Moreover, a meta-analysis by Cermak et al. outlined the effects of 22 randomized controlled studies that included 680 subjects and reported that compared with a placebo, protein supplementation significantly augmented FFM gain (+0.69 kg; p < 0.001) and strength (+13.5 kg, p < 0.005) during prolonged periods (12 ± 5 weeks) of resistance training in both younger and older adults. These results provide sound evidence that protein supplementation, or adequate protein intake, is required to maximize the physiological adaptations made in response to prolonged resistance training.

In summary, muscle protein accretion in response to resistance exercise is the result of successive periods of positive muscle protein balance (23). Amino acids found in protein represent the primary effectors of skeletal muscle protein metabolism through their ability to stimulate increased rates of MPS, suppress breakdown, and promote a net positive protein balance (14). The provision of essential amino acids favorably influences muscle protein balance over a 24-hour period by eliciting changes in muscle protein turnover (49).
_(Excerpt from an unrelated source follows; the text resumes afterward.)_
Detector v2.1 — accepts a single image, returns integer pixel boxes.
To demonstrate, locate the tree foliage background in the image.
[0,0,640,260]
Protein supplementation (whey, casein, and amino acids in particular) impacts the regulation of muscle mass (25) stemming from the resultant net positive protein balance (14,35). Finally and most convincingly, LBM gains occur in trained and untrained young populations and older adults after periods of concurrent resistance training and protein supplementation (13). Thus, protein supplementation serves as an empirically based means to maximize enhancements in FFM during periods of resistance training with anticipated improvements ranging from 1 to 3 kg over approximately 12 weeks.
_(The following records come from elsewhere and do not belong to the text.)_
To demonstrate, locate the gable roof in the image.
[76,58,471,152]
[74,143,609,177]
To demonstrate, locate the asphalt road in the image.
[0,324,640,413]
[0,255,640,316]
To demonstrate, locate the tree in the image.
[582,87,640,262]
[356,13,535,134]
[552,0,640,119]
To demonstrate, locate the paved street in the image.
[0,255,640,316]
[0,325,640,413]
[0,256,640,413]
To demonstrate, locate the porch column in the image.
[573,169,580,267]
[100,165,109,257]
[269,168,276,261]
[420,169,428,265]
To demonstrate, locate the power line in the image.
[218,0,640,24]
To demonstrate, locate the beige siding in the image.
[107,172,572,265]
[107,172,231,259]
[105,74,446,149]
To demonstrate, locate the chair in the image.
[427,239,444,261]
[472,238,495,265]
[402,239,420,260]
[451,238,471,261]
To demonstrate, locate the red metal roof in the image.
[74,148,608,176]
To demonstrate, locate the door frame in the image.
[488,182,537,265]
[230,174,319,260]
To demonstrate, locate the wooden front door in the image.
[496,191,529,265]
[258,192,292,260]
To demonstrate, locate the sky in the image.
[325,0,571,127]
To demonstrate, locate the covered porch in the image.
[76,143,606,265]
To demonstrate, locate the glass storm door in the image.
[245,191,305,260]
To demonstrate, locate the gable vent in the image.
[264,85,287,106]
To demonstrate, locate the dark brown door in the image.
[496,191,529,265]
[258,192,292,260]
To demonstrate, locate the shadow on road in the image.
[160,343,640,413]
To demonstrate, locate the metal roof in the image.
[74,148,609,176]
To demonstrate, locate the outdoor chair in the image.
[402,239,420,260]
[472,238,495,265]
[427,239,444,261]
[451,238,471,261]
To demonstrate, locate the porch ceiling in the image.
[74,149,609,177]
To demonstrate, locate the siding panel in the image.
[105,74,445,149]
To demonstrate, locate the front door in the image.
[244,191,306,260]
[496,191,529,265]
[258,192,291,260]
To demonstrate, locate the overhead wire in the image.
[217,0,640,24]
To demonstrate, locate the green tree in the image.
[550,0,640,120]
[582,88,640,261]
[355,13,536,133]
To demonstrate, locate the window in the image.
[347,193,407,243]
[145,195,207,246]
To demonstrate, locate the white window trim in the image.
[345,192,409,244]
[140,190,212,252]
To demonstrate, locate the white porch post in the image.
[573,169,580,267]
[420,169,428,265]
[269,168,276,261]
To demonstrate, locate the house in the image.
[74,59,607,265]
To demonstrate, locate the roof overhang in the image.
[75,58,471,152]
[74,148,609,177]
FORFEIT THE FAT, MAINTAIN THE LEAN: OPTIMIZING WEIGHT LOSS WITH PROTEIN

Weight loss through diet, exercise, or a combination can confer a host of benefits, including decreased cardiovascular disease risk, improved blood lipid profile, and improved body composition. For individuals seeking to lose weight, energy-restricted or hypoenergetic diets are needed to induce weight loss, but if restriction is severe, the potential for skeletal muscle atrophy and losses in LBM occur. Research by Layman and Kerksick reveals that caloric prescriptions in women that range from 1,200 to 1,600 calories per day in combination with resistance-based exercise programs at a frequency of 3–5 d/wk for 90–150 minutes per week can promote progressive weight loss without sharp reductions in FFM (27,32). Restriction of caloric intake below these levels (500–1,000 kcal/d) is likely to induce sharp reductions in body mass, with a significant proportion of weight loss coming from LBM. Weight loss of this type can negatively impact metabolic rate and in athletic populations, recovery, and performance (36,43), largely due to the reduction seen in FFM. In addition to protein's ability to spare loss of FFM while restricting calories, protein also helps in dieting individuals due to its slower overall digestibility when compared with carbohydrate and fat and its greater impact on satiety (40).

For these reasons, it is commonly accepted that skeletal muscle plays a vital role in maintaining metabolic rate and in the performance of strength, power, and endurance events, suggesting that a loss of muscle may have negative metabolic and performance outcomes. Moreover, skeletal muscle loss and the associated negative downregulation of one's metabolic rate are both commonly implicated in the plateauing of weight loss and regain after caloric restriction (26). In this respect, elevated intakes of protein (1.5–2.5 × the RDA: 1.2–2.0 g·kg−1·d−1), particularly in the face of caloric restriction and a basic resistance training program are commonly being used to help attenuate FFM losses and promote progressive weight loss. Whether the individual is overweight and interested in weight loss or an athlete interested in enhancing their performance, the question often surfaces: What amount of each macronutrient, and more specifically protein, should an individual consume to achieve weight loss, yet maintain skeletal muscle mass? Fortunately, a good deal of published literature is available discussing the optimal macronutrient profile that promotes fat loss while synergistically maintaining (or increasing) LBM, resulting in improved body composition overall (31,38,55).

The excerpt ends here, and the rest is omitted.